No. He's 15. He's worn a kilt to school before (we are Scottish, living in France), but that's not what you mean, is it? He might do it as a joke.
It's an absolutely fascinating discussion. The gender stereotypes are so, so strong and ingrained in this - why girls wear skirts and boys do not; why teenage girls want to be 'sexy' and boys aren't bothered - or if they do, it's expressed in a different way and not through what they wear; the messages that they are getting from society about how men and women 'should' dress and what clothes do or don't say about the person wearing them.
I remember being in awe of the girls that rolled their skirts up or wore skin tight lycra tubes to school in my day. They seemed very grown up compared to me, I was a right nerd, and had a mother who disapproved vehemently of anything she deemed 'common' which definitely included rolled up / mini skirts to school.
As I said, we live in France where there are pretty much no uniforms. DS's girl friends generally wear jeans, tops and hoodies. In summer I guess there are more crop tops and short summer dresses around. But very very few of the girls dress in a way that is overtly 'sexy'. They just wear their normal clothes. But it strikes me as a rather British thing - schoolgirls in uniform with incredibly short skirts, tight or stocking tops / knickers on show and big fat ties. It takes me aback every time we come back to Scotland for a visit.

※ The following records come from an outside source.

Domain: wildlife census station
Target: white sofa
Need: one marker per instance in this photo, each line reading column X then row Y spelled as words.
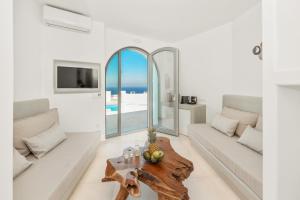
column 238, row 165
column 55, row 175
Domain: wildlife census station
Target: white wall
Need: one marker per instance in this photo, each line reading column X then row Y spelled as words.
column 116, row 40
column 78, row 112
column 220, row 61
column 6, row 98
column 247, row 68
column 27, row 51
column 37, row 45
column 206, row 66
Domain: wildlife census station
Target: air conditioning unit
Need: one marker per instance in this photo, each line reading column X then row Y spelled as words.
column 66, row 19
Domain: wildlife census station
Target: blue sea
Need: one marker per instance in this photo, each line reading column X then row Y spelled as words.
column 136, row 90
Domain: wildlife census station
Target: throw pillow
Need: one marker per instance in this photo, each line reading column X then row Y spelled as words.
column 31, row 126
column 253, row 139
column 20, row 163
column 40, row 144
column 245, row 118
column 224, row 124
column 259, row 123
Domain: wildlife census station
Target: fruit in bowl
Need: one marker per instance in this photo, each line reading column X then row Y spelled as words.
column 155, row 157
column 153, row 154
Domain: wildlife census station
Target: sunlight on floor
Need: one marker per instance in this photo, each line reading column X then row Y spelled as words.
column 203, row 184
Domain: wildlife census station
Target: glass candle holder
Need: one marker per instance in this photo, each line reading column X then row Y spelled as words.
column 137, row 151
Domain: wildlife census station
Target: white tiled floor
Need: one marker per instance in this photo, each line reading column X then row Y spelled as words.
column 203, row 184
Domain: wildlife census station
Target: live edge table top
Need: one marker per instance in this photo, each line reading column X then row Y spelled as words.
column 165, row 178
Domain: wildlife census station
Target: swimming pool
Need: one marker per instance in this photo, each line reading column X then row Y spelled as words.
column 112, row 107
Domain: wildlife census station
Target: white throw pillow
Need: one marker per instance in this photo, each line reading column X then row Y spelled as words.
column 225, row 125
column 245, row 118
column 20, row 163
column 253, row 139
column 40, row 144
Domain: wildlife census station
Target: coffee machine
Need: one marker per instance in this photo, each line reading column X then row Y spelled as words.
column 188, row 100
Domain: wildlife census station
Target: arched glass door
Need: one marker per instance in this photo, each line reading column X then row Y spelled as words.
column 163, row 90
column 142, row 91
column 126, row 92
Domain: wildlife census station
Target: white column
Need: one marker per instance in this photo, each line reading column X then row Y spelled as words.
column 6, row 98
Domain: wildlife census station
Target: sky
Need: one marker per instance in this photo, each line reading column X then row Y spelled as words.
column 134, row 69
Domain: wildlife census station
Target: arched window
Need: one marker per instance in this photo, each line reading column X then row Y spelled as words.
column 126, row 86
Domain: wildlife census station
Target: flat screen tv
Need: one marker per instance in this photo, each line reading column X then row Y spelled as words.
column 76, row 77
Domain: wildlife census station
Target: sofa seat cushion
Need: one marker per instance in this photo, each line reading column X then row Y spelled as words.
column 52, row 176
column 245, row 163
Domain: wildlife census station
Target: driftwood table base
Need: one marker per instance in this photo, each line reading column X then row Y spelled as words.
column 165, row 178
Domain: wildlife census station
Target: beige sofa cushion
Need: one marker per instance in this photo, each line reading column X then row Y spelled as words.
column 245, row 118
column 245, row 163
column 20, row 163
column 259, row 123
column 54, row 176
column 40, row 144
column 253, row 139
column 224, row 124
column 31, row 126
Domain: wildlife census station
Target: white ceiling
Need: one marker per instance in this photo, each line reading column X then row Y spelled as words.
column 166, row 20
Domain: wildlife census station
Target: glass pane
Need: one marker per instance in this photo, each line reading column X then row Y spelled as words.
column 133, row 90
column 155, row 95
column 112, row 99
column 165, row 106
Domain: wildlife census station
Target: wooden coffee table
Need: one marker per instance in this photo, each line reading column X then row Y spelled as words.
column 165, row 178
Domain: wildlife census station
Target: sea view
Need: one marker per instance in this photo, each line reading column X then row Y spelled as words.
column 135, row 90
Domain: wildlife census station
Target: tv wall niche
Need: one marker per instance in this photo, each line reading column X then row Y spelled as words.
column 76, row 77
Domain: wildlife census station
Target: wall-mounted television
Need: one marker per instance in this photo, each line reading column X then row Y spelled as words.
column 76, row 77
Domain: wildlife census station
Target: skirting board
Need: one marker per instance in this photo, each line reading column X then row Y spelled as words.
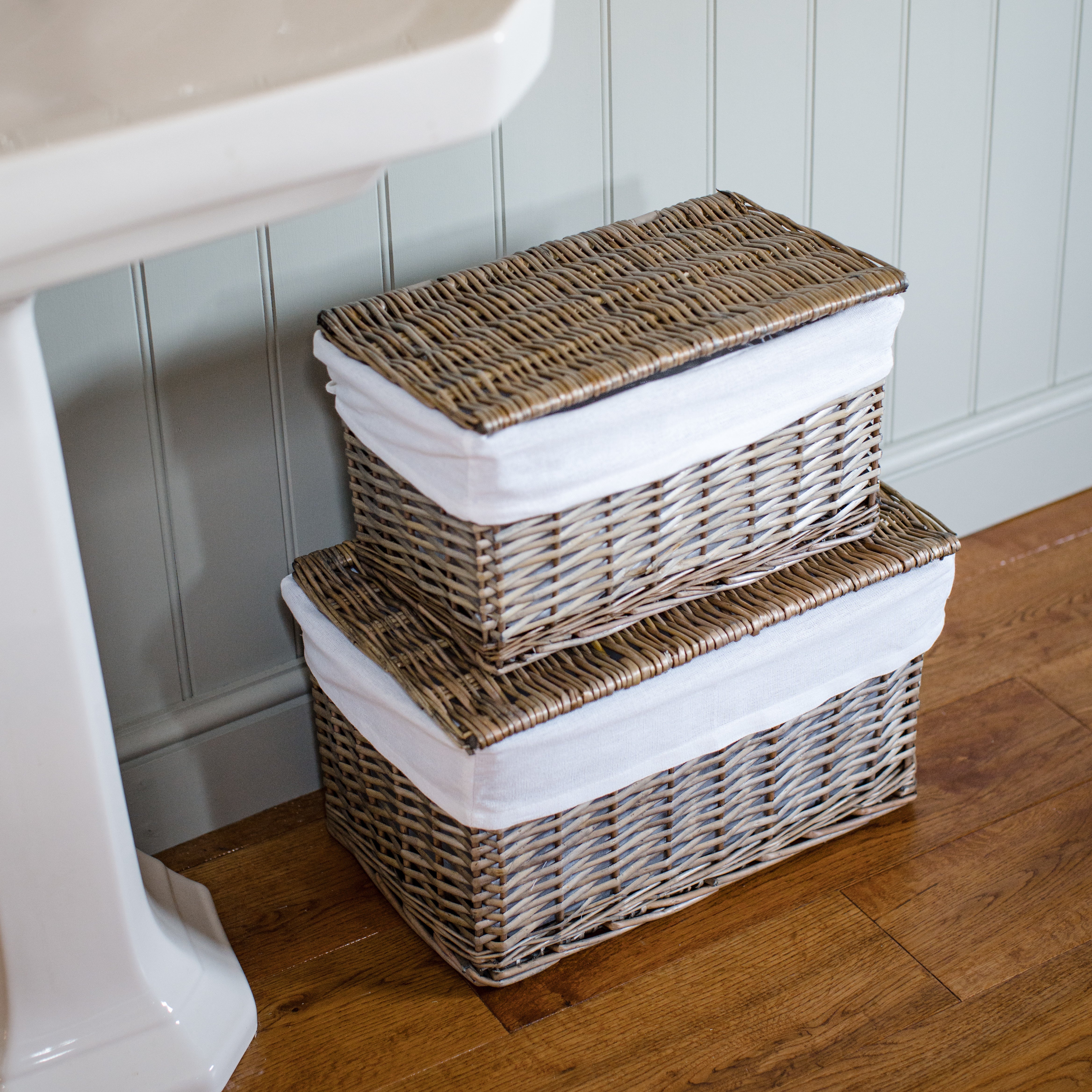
column 223, row 776
column 999, row 464
column 249, row 747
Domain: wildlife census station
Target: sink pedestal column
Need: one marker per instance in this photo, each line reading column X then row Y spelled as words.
column 115, row 973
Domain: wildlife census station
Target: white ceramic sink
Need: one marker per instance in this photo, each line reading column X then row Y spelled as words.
column 129, row 128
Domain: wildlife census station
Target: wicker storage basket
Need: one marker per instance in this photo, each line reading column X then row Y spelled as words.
column 479, row 709
column 561, row 327
column 520, row 592
column 502, row 906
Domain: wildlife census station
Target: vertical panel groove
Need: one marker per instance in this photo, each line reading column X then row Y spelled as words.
column 607, row 113
column 160, row 475
column 386, row 241
column 499, row 226
column 1067, row 188
column 810, row 112
column 278, row 410
column 711, row 97
column 984, row 219
column 900, row 177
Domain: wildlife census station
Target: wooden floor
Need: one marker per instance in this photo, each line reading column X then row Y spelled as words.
column 945, row 946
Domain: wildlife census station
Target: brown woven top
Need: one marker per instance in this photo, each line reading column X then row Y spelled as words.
column 480, row 708
column 569, row 321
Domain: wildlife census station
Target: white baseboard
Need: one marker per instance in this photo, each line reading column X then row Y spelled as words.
column 207, row 763
column 237, row 770
column 999, row 464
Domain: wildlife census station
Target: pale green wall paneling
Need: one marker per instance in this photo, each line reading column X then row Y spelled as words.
column 443, row 212
column 763, row 98
column 858, row 127
column 943, row 205
column 659, row 78
column 1075, row 349
column 209, row 343
column 92, row 348
column 319, row 260
column 202, row 448
column 1027, row 189
column 553, row 141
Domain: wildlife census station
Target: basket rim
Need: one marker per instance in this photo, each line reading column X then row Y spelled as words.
column 479, row 708
column 571, row 321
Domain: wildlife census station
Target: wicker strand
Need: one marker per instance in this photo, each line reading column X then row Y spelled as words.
column 578, row 319
column 502, row 906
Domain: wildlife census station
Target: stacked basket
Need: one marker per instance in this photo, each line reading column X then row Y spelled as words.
column 628, row 614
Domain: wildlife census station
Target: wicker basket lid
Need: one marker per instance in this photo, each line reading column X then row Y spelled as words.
column 479, row 708
column 571, row 321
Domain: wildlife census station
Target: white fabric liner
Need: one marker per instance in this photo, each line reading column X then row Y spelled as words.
column 701, row 707
column 637, row 436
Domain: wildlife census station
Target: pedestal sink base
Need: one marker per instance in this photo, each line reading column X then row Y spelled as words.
column 115, row 973
column 193, row 1048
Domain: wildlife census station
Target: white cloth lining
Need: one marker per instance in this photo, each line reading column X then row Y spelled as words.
column 693, row 710
column 644, row 434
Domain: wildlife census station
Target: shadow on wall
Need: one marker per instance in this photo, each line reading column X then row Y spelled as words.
column 218, row 503
column 529, row 225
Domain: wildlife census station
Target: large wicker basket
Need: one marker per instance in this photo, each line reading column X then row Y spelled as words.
column 502, row 906
column 566, row 324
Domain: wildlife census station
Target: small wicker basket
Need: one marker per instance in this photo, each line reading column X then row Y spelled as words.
column 519, row 592
column 565, row 325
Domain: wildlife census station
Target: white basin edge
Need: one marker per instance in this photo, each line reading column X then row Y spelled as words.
column 91, row 204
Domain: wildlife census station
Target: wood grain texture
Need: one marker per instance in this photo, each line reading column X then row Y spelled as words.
column 1020, row 618
column 996, row 902
column 736, row 1015
column 365, row 1015
column 294, row 898
column 1068, row 683
column 1018, row 540
column 980, row 759
column 1032, row 1032
column 258, row 828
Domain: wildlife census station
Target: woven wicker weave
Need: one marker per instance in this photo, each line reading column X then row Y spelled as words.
column 502, row 906
column 574, row 320
column 522, row 591
column 480, row 708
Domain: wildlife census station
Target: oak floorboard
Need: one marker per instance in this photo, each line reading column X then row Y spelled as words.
column 368, row 1014
column 980, row 759
column 996, row 902
column 819, row 980
column 1031, row 1032
column 293, row 898
column 1009, row 543
column 258, row 828
column 1018, row 620
column 1068, row 683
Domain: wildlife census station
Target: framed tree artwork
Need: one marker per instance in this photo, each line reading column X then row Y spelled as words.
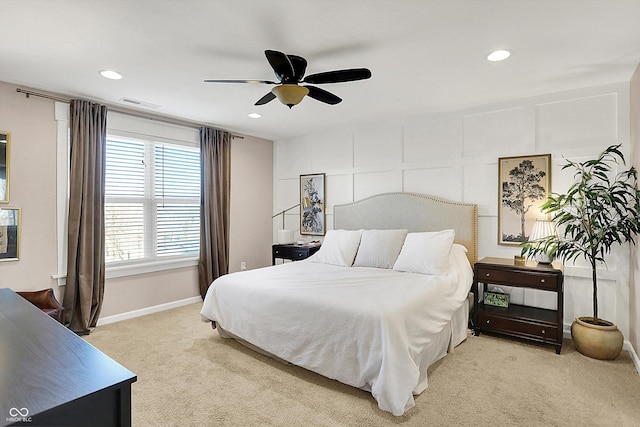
column 312, row 204
column 524, row 183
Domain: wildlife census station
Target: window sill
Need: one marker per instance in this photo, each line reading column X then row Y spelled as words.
column 143, row 267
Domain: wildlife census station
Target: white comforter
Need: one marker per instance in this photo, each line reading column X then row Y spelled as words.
column 367, row 327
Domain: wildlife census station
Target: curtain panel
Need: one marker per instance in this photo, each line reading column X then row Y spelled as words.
column 215, row 196
column 85, row 256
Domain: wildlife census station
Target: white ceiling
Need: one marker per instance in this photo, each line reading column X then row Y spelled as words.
column 426, row 56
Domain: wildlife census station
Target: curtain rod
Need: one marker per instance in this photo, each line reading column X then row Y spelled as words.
column 123, row 111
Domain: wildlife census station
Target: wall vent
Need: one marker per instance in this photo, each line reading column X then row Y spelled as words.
column 138, row 103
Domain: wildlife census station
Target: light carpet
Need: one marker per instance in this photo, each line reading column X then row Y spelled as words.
column 189, row 376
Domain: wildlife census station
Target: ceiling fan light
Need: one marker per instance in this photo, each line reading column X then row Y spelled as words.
column 290, row 94
column 498, row 55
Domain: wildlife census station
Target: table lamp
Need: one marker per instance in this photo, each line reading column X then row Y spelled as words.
column 542, row 229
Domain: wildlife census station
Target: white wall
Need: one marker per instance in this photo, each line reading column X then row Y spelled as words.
column 32, row 126
column 454, row 156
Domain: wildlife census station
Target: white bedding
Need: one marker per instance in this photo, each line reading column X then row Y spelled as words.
column 375, row 329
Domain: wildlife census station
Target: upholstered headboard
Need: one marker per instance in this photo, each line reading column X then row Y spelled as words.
column 414, row 212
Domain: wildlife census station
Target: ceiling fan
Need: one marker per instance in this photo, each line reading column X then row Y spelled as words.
column 289, row 70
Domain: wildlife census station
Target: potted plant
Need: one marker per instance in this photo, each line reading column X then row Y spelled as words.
column 598, row 211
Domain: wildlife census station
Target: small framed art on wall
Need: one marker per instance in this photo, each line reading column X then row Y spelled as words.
column 312, row 204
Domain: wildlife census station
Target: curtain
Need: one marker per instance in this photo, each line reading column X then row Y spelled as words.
column 215, row 195
column 84, row 291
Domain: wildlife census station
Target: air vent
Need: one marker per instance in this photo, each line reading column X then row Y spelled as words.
column 140, row 103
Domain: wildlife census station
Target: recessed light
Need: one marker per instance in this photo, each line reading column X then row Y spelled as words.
column 112, row 75
column 498, row 55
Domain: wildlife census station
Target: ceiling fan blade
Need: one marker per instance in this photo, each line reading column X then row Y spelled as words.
column 242, row 81
column 339, row 76
column 299, row 66
column 267, row 98
column 323, row 96
column 281, row 64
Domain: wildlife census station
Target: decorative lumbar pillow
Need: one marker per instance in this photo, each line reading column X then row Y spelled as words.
column 339, row 247
column 379, row 248
column 426, row 253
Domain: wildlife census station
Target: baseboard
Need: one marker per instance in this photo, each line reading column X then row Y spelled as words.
column 147, row 310
column 634, row 356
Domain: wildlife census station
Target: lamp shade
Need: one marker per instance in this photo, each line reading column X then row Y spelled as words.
column 289, row 94
column 542, row 229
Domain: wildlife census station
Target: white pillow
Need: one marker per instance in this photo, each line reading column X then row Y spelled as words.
column 379, row 248
column 339, row 247
column 426, row 253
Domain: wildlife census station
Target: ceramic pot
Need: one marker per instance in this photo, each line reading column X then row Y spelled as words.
column 598, row 340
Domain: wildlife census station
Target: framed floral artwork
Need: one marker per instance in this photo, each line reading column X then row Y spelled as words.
column 312, row 204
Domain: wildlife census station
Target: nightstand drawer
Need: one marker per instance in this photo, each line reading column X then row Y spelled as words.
column 291, row 254
column 517, row 327
column 537, row 280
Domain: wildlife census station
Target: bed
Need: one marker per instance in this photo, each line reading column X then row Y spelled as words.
column 385, row 297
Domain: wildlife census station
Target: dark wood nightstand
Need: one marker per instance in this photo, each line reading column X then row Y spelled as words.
column 530, row 323
column 293, row 251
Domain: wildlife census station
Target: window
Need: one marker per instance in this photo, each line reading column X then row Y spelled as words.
column 152, row 200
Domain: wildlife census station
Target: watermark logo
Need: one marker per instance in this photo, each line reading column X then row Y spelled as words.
column 19, row 415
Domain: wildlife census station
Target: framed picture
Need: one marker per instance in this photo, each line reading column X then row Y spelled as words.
column 312, row 204
column 5, row 142
column 9, row 234
column 524, row 183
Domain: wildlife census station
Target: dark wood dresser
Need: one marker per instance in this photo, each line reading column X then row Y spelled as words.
column 51, row 377
column 293, row 251
column 520, row 321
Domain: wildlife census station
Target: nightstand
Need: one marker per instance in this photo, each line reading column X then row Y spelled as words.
column 534, row 324
column 293, row 251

There was a protest at DSs school at the start of the year, demanding the right to wear bra / crop tops to school. The debate here tends to take a different slant: 'modesty' in dress is strongly associated with religious beliefs, mostly Islamic and Jewish, and French state schools are utterly laïque (no religious attire allowed in schools, no religion at all in fact). So suggestions that girls should not wear bikini tops to school are quickly linked to religious pressure for women to dress 'modestly' and they are rejected strongly by many young women. There's also the 'right to be sexually harassed / anti-puritan' thing that came out during the # MeToo campaigns: France has an particular attitude to this that I haven't quite got my head around.
The schools take the line that students should dress 'appropriately' in 'casual / formal attire' but they try not to come to the point of measuring hem lengths.